The Federal Board of Revenue (FBR) has reported a record tax collection of Rs. 11.735 trillion for the fiscal year 2024-25, reflecting a 26 percent increase over the previous year’s figure of Rs. 9.3 trillion. However, despite this impressive growth, the total fell short of the ambitious annual target of Rs. 12.3 trillion by approximately Rs. 1.2 trillion.
The target for FY25 was built on expectations of autonomous growth of around 15 percent, supported by forecasts of 12 percent inflation, a GDP expansion of 3 percent, growth of 3.5 percent in large-scale manufacturing (LSM), and import growth estimated at 12 percent. But these assumptions did not materialize as projected. Actual autonomous growth stood at only 6.1 percent, with inflation dropping sharply to below 0.3 percent in the final quarter, GDP settling around 2.5 percent, LSM shrinking by 1.52 percent, and import growth remaining under 16 percent. Without additional policy actions and aggressive enforcement, tax revenues would have likely been limited to around Rs. 10.07 trillion.
FBR’s proactive measures, however, helped bridge much of this shortfall. The revenue authority’s initiatives contributed an extra Rs. 1.665 trillion, lifting the total collection to Rs. 11.735 trillion. Breaking down this Rs. 2.435 trillion increase over last year, Rs. 766 billion came from organic economic activity (autonomous growth), Rs. 805 billion from policy-driven adjustments, and a significant Rs. 865 billion from stepped-up enforcement efforts. This Rs. 865 billion secured through enforcement actions marks the highest ever recorded, far exceeding the previous peak of Rs. 105 billion.
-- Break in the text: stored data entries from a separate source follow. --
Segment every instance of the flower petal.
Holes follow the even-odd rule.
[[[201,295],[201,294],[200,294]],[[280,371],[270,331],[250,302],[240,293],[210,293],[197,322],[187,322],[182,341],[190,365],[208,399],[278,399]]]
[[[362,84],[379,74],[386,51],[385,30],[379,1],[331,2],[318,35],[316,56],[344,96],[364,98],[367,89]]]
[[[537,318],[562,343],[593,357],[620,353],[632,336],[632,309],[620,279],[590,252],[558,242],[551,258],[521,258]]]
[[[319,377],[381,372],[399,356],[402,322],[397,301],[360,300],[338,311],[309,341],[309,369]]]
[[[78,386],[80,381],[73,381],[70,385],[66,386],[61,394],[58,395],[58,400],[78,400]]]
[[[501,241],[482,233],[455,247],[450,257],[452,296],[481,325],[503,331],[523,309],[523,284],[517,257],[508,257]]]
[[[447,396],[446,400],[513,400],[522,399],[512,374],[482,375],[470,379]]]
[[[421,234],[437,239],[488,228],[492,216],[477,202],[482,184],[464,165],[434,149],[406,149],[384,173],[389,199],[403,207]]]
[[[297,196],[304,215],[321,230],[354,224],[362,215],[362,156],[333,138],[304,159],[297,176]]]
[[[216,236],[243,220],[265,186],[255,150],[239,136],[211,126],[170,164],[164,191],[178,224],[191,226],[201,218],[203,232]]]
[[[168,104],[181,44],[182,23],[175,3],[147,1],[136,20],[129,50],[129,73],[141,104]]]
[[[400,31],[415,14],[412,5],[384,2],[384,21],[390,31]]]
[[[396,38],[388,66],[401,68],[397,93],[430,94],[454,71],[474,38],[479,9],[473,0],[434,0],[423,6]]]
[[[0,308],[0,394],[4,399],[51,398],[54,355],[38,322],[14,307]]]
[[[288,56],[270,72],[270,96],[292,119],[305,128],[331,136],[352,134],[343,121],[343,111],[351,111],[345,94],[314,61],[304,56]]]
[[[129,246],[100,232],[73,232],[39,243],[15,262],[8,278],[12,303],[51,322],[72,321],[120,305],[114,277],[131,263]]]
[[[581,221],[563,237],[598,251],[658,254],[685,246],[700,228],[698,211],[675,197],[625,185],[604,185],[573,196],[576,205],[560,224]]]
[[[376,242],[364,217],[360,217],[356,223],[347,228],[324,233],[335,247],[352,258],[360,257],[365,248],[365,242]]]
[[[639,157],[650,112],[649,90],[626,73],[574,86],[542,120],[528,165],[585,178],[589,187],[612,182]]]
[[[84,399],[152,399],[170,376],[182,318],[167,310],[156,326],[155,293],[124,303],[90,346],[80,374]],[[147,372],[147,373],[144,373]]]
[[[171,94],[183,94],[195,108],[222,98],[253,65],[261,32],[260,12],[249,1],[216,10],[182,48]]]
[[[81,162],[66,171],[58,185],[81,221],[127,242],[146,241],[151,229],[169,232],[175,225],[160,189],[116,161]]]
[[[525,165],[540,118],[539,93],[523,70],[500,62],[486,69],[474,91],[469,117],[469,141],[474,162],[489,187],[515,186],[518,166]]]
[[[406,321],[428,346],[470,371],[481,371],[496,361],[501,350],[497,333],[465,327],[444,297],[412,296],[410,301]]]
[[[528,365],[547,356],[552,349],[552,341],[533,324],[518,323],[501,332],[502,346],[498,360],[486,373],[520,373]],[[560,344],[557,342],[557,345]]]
A closer look at the collection composition shows Rs. 5.784 trillion was generated from income tax, up by 28 percent compared to last year. Sales tax contributed Rs. 3.9 trillion, growing by 26 percent. Customs duty amounted to Rs. 767 billion, a rise of 16 percent, while federal excise duty collected reached Rs. 1.284 trillion, posting an increase of 27 percent.
To achieve these figures, FBR ramped up enforcement across multiple fronts. Measures included rigorous recovery drives targeting high-net-worth individuals using insights from banking data, uncovering undeclared bank accounts and underreported income streams, and tightening audit selection protocols. Advance tax collection efforts were strengthened, and automated tools helped detect underpayments.
On the sales tax side, FBR introduced updated return formats to counter fraud and rolled out regulatory changes. Production monitoring under Section 40B was launched in selected industries, with plans to extend it to over eight additional sectors. Coordination with three major banks improved oversight of withholding taxes, while aggressive enforcement of point-of-sale integration was carried out in retail and wholesale businesses across major urban centers.
In customs, digital initiatives like faceless assessments and electronic enforcement checkpoints supported wider compliance. Efforts also intensified against manufacturers bypassing the sales tax framework, broadening the tax base.
Despite the overall subdued economic backdrop, these combined policy and enforcement strategies enabled FBR to register its highest-ever tax collection, helping reduce the gap against a demanding revenue target. This performance highlights both the resilience of tax machinery under challenging conditions and the necessity for continued reforms to stabilize Pakistan’s fiscal trajectory.